When it comes to life expectancy, Germany lags behind the Western European average. Since 2000, the gap has grown by an entire year. But why is that? 

Germany is one of the worst performers in Western Europe when it comes to life expectancy and is continuing to lose ground. This is shown by a current study by the Federal Institute for Population Research (BiB) and the Max Planck Institute for Demographic Research, which examined mortality trends over several decades. 

In 2000, Germany was around 0.7 years behind the average life expectancy at birth in Western Europe. By 2022, the gap has increased to 1.7 years. “The beginning of the 2000s marks a turning point in the dynamics of mortality development in Germany,” says BiB lead author Pavel Grigoriev, summarizing the results. Since then, the mortality gap between Germany and other Western European countries has grown relatively steadily.

As the study shows, after reunification, East Germany was initially able to significantly reduce the gap compared to West Germany and Western Europe. Financial investments in health care also contributed to this, it is said. “However, since the turn of the millennium, both West and East Germany have lost ground compared to the other countries in Western Europe,” says a statement from the Wiesbaden Federal Institute.

According to the researchers, individual age groups contribute in different ways to Germany’s growing gap in life expectancy.
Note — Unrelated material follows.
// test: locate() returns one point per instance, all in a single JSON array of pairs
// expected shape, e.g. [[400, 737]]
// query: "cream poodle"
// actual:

Among women in Germany, people aged 75 and over in particular have a higher mortality rate than their peers in other Western European countries. For men, on the other hand, the age group between 55 and 74 years of age particularly contributes to the gap. “With regard to the causes of death, the deficit was explained in particular by a higher mortality due to cardiovascular diseases,” writes the team in the “Bundesgesundheitsblatt”.

For BiB Research Director Sebastian Klüsener, there is a need for action, especially in the prevention and early detection of cardiovascular diseases. The same applies to the areas of tobacco and alcohol prevention and healthy nutrition. “There is still a lot of potential here to better prepare us for the current aging process in society,” says Klüsener. 

The study compared data from a total of 15 countries in Western Europe, including Switzerland, Austria, Denmark, Great Britain and Finland.